Sky music is neurotic not erotic unless blue jays do that sort of thing for you, unless bright days and redwoods are the stuff of your nighttime dreams and you scream out with the voice of the sparrow sparing no one the ear drumming echo of your bird babble and babble they do in crusty apartments with yellow smoky paper on the walls no not wallpaper I say, babble they do and bounce around brains through out, though out of earshot, mind thought, they babble and bounce until bouncing out they spill in moments unguarded, protected by neither wisdom nor chastity, giver over to that thieving rogue, dream. These the times when a young man sees what he wants from life written on the collarbone of every woman he passes, knows the straightlines coming out of the body, jutting smooth, in ways no thought ever could, and he sees there the egg shaped end just underneath as if he could suck it out and roll it around on his tongue. And I thought you said this wouldn’t go there. No, I said it wasn’t erotic…not that this even really is music, and I’ve only said sky one time, though birds make squawking appearances here and there. And besides it’s not sex there not even violence but simple hunger, desire to consume the beautiful and make it yours in body and energy as with all things taken in.
9 October – “apple cloud”
apple cloud, he said to me, that’s what I call an apple tree, you see he said then suddenly, transformed himself into a bee. That’s absurd, I said to myself, it’s singsong and inane, though secretly I was impressed with my own easy sense of rhyme, the way the words were tucked in next to each other like orphan siblings in a new foster home. Really, I said, that’s the most readily available metaphor you could think of? Do you think that’s beautiful or something? Don’t you get it? I said back. It makes a lot of sense, this dropping of words out of my mind onto a page, leaving them behind here, possibly forever, and besides, there’s no such thing as a child who is not in some way beautiful. Man, I said, I’ve really got to stop talking to myself. People will think we’re crazy. Let’s start over…
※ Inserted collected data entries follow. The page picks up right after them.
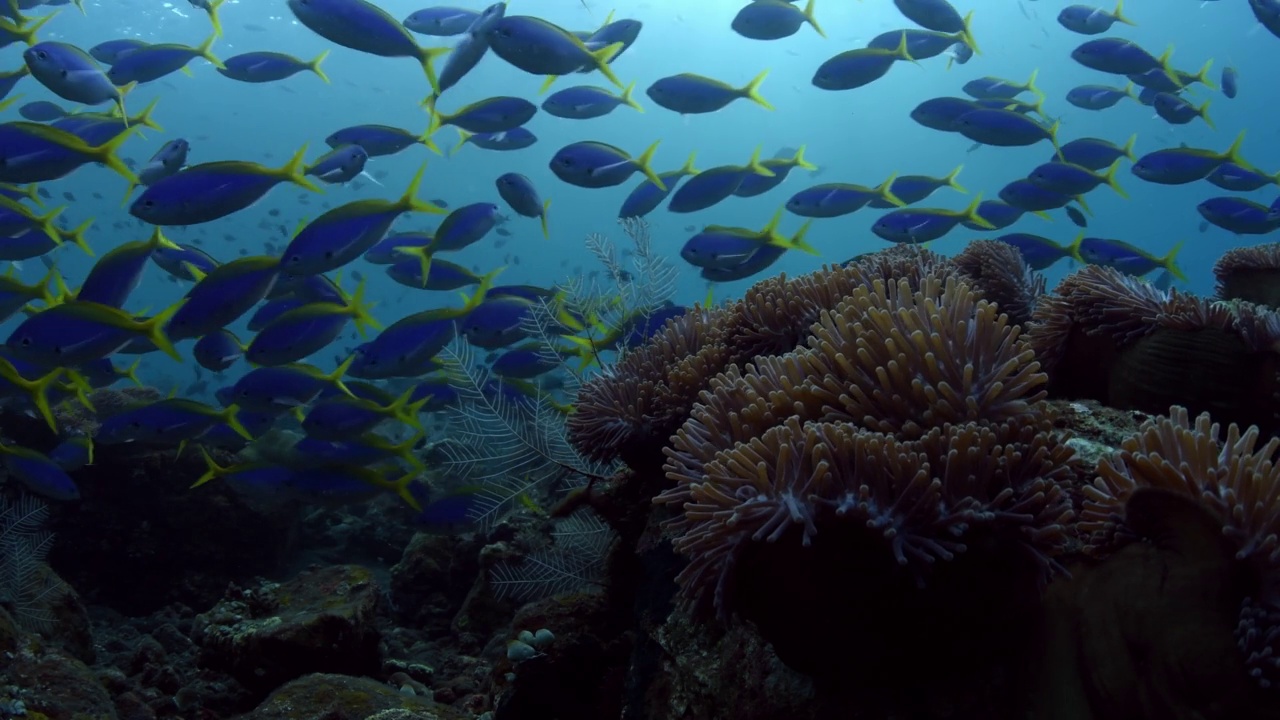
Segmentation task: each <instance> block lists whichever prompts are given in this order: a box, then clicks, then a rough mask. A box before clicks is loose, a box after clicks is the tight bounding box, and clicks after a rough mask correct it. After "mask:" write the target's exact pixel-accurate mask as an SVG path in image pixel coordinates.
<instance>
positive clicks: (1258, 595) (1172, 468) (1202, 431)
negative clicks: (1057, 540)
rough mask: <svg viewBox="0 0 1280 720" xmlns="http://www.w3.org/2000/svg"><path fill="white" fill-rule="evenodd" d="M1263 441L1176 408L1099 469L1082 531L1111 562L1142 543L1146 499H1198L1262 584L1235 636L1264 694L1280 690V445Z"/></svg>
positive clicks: (1084, 516) (1276, 439)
apple cloud rings so loud but it’s a hollow sound. there’s nothing there in my brain to resonate with those words and I like the idea, can start to mindpaint the imagery but shit I mean it’s a cloud and those are notoriously elusive and fickle, it makes me think of a flurry of thrown apples, or maybe that’s what some creative person could call an apple tree…
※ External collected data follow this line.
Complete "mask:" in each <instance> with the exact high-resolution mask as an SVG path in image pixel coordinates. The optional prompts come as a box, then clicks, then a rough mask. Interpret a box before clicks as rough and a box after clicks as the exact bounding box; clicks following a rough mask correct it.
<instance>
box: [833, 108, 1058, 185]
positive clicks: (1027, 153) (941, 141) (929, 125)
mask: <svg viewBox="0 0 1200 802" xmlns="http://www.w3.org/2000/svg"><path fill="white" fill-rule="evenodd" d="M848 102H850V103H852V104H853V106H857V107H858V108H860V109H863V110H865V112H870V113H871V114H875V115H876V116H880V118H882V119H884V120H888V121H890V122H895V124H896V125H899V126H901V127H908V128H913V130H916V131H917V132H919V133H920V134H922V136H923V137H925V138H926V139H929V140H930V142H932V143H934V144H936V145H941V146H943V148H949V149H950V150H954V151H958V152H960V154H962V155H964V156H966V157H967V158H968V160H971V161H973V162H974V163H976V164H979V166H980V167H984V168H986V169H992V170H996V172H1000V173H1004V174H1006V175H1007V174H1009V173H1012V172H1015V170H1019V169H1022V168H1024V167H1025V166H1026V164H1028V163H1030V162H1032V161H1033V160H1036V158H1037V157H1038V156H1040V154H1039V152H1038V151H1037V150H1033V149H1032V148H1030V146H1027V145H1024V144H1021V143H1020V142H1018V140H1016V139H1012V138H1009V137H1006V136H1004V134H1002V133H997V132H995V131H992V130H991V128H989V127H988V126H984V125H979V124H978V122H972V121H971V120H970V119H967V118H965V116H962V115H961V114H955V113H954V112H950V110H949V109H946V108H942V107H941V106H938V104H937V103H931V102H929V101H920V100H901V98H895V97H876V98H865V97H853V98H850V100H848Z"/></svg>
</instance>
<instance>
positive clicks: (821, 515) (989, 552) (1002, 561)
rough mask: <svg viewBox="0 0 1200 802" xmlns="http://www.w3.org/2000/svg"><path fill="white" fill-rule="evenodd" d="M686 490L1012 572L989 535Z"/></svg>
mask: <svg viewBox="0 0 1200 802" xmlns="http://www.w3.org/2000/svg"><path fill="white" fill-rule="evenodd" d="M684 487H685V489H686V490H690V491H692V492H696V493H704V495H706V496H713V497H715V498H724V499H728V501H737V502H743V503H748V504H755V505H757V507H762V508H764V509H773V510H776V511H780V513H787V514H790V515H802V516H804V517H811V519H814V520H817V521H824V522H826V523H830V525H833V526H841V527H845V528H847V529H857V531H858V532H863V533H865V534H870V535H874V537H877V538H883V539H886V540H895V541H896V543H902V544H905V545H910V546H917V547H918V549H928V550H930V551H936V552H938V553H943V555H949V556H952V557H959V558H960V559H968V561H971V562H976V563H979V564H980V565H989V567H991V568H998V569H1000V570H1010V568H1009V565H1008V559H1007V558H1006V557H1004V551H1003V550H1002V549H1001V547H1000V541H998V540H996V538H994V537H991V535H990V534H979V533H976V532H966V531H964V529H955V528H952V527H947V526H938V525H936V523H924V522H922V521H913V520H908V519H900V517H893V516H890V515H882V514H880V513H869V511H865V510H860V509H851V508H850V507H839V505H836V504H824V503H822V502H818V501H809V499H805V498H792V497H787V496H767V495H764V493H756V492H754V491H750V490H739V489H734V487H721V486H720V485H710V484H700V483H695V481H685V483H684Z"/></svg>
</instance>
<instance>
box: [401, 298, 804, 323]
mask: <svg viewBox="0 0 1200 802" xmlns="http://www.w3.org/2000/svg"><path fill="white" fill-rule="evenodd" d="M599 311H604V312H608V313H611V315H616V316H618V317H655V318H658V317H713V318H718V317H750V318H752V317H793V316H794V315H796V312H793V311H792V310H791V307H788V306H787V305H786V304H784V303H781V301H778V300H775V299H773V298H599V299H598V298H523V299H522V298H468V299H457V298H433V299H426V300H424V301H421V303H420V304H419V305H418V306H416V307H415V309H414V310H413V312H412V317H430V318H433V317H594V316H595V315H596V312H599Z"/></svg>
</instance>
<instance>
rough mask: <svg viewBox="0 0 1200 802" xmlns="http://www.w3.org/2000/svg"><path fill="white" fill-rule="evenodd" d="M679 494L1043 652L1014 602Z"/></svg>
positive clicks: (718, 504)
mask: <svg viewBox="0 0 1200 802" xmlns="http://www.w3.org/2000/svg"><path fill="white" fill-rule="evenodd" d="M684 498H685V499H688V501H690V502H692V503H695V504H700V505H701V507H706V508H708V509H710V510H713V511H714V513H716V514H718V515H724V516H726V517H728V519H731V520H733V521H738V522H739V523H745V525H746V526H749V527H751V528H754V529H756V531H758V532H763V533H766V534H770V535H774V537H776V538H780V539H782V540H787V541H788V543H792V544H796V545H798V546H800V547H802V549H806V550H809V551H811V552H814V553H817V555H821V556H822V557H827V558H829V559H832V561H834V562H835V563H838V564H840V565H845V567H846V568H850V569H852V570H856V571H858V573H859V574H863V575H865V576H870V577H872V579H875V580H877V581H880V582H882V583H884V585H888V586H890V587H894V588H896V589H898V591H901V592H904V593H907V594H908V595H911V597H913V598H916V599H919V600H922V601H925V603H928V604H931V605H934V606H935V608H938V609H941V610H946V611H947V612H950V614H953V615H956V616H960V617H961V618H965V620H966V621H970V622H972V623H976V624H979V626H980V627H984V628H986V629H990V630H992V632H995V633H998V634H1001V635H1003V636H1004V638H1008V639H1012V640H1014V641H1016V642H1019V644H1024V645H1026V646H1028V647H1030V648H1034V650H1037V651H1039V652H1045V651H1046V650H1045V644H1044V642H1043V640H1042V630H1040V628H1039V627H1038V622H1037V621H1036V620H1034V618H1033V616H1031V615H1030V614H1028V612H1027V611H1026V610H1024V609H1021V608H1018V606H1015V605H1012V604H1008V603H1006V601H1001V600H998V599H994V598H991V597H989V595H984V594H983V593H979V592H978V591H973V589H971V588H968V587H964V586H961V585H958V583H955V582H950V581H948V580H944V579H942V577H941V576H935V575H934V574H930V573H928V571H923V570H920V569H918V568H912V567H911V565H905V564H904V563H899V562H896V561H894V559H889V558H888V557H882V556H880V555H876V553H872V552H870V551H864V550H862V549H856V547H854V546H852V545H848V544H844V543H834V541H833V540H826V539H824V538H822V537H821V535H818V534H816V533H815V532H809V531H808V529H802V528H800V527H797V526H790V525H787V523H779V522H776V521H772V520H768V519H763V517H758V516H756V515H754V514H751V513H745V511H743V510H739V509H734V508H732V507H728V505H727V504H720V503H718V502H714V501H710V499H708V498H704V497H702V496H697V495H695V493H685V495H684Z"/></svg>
(Is he going to even acknowledge the fact that he hasn’t written in over four months, that a whole summer–an incredibly busy one at that, one that started with an impromptu trip to Paris to see my dad, wound through two summer camps and a much-needed, beach-and-mountain trip to Romania with my lovely, and ended where it started with an English camp in late August–a whole summer has gone by with nary a peep, naught but slow wind and stale air wafting across this vast barren virtual plane…doesn’t he know that all of his reader has been worried about him? How can he just act like nothing has happened, start in as if this long death-rattle of a pause had never happened to our conversation, not even bring us some flowers or a pretty poem in the way of an apology?)
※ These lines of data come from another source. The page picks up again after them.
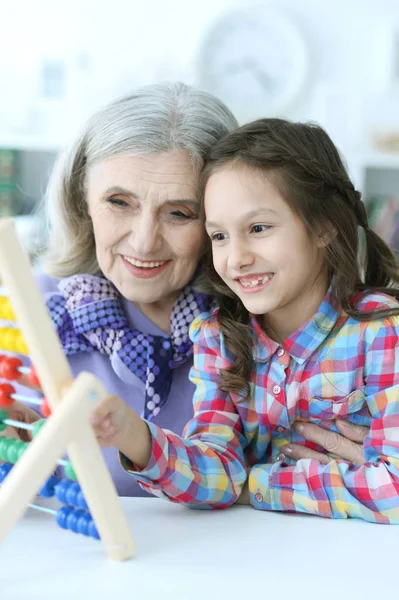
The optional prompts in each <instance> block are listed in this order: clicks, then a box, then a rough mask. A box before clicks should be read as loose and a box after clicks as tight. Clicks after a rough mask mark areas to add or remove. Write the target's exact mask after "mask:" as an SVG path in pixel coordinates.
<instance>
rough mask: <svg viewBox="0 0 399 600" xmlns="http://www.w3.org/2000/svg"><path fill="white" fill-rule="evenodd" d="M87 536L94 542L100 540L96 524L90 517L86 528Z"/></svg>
mask: <svg viewBox="0 0 399 600" xmlns="http://www.w3.org/2000/svg"><path fill="white" fill-rule="evenodd" d="M87 535H89V536H90V537H92V538H94V539H95V540H100V539H101V538H100V535H99V533H98V531H97V527H96V524H95V523H94V521H93V519H92V517H90V523H89V528H88V532H87Z"/></svg>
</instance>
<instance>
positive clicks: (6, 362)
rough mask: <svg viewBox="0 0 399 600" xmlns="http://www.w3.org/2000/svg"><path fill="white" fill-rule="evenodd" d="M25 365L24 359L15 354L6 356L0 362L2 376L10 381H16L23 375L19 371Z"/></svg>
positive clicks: (3, 357) (0, 375)
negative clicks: (10, 355) (21, 358)
mask: <svg viewBox="0 0 399 600" xmlns="http://www.w3.org/2000/svg"><path fill="white" fill-rule="evenodd" d="M22 366H23V362H22V360H20V359H19V358H16V357H14V356H4V357H3V360H2V361H1V362H0V377H2V378H3V379H8V380H9V381H15V380H16V379H19V378H20V377H21V373H20V372H19V369H20V367H22Z"/></svg>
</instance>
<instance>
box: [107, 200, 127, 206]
mask: <svg viewBox="0 0 399 600" xmlns="http://www.w3.org/2000/svg"><path fill="white" fill-rule="evenodd" d="M107 202H108V203H109V204H113V205H114V206H129V205H128V203H127V202H126V201H125V200H122V199H121V198H108V200H107Z"/></svg>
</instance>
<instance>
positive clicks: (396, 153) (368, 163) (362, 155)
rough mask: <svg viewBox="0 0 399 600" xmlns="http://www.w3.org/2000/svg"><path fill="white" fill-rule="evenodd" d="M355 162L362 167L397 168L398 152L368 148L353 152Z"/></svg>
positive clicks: (377, 167)
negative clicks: (383, 150) (353, 152)
mask: <svg viewBox="0 0 399 600" xmlns="http://www.w3.org/2000/svg"><path fill="white" fill-rule="evenodd" d="M354 157H355V159H354V160H355V162H356V163H357V164H358V165H359V166H361V167H363V168H364V169H398V170H399V152H382V151H381V152H380V151H379V150H368V151H366V152H363V153H362V152H360V153H359V155H358V156H356V154H354Z"/></svg>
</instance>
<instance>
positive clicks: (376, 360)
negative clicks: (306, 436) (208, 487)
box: [249, 317, 399, 524]
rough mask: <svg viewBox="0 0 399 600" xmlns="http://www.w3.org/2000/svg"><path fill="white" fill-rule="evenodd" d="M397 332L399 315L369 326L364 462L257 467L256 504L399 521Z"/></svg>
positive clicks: (250, 485)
I can’t promise that I’ll ever really “catch up” with all that has happened to me over the past four months–if you want to know, you’ll have to read the book someday maybe. And, while I know that as a writer, I should have written, that I should write every day, I can’t apologize for the living that I’ve been able to do. The high point of the summer, however, deserves to be acknowledged: in July, my beautiful Bean saw a long-time dream burst into life when the first vanload of Camp OHALOW kids arrived at the campground. It was an amazing week, humbling and full of growth and hugs and smiles and song and tears and everything you could ever want from a camp, let alone one in its first year ever. I was responsible for creating a slide show for the end of the week…and (get excited, but not too much yet!!!) I’ll include it here for your viewing pleasure as soon as I figure out how to do it or if it’s even possible (I need a Dave’s help!)
Don’t let nobody try and steal your soul…You’re the original!